In a statement, Mr. Levy, a former executive from United Airlines and Allegiant Air, said the airline had not concluded the contract lightly.
“We realize that this is a sensitive and complicated issue,” he said. “After significant deliberations, we determine that this wheel of the letter will provide us with the stability of the continuous expansion of our central programmed passenger service and will keep our more than 1,100 crew members used in the coming year.”
The airline, based in Houston, said it had operated similar flights for the Biden administration. “When our country calls, our practice is to say yes,” he said in a separate statement.
In the email last month, Mr. Levy celebrated the fact that Avelo had almost broken in 2024, losing only $ 500,000 with $ 310 million in income. But the airline needs to raise more money from investors, he said.
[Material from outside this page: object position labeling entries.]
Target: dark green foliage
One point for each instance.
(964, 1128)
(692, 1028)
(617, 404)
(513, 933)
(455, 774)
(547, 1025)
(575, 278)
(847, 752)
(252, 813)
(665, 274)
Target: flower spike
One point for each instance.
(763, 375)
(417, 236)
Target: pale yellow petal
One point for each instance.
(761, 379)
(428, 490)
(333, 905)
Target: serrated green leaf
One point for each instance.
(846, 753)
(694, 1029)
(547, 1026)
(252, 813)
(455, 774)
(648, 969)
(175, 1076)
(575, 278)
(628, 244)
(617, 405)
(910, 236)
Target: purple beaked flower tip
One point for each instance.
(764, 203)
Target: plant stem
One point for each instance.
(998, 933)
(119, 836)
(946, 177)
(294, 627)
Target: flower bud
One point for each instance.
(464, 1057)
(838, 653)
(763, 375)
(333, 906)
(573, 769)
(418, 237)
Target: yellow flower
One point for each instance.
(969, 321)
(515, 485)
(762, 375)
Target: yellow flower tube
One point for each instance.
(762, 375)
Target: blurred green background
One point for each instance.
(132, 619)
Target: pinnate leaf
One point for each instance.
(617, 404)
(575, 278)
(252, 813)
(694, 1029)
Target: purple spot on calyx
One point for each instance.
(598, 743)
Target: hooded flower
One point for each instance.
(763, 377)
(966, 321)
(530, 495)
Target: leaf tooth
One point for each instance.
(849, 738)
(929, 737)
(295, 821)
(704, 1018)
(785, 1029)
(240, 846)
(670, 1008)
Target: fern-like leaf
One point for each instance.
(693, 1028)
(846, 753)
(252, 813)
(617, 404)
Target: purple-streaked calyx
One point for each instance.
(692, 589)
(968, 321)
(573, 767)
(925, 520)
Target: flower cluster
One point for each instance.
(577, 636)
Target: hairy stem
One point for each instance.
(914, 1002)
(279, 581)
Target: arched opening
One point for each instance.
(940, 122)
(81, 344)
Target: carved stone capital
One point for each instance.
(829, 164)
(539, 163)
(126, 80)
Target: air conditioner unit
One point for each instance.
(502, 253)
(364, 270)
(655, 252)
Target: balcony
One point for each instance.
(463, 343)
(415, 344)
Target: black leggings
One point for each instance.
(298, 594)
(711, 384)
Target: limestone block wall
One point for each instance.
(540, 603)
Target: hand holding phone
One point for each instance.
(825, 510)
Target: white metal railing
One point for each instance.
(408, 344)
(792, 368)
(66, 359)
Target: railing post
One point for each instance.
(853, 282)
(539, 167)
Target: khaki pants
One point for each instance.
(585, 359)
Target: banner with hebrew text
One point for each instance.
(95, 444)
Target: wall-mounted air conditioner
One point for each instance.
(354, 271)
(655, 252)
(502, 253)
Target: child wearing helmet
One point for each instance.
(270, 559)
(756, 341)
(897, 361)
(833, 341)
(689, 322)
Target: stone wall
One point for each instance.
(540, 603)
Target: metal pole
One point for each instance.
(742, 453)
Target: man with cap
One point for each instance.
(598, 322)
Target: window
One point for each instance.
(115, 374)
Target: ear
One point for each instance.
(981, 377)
This year’s performance has suffered as the national consumer confidence has decreased, and the airline faces a growing competition.
Avelo was looking for income that would be “immune to thesis problems,” Levy said in email, and pursued charter flights, even for the federal government. To house ice flights, the airline also reduced its presence at an airport in Santa Rosa, California.
Avelo has raised more than $ 190 million, most of them in 2020 and 2022, according to Pitchbook. Mr. Levy’s email said the airline hoped to obtain new funds this summer.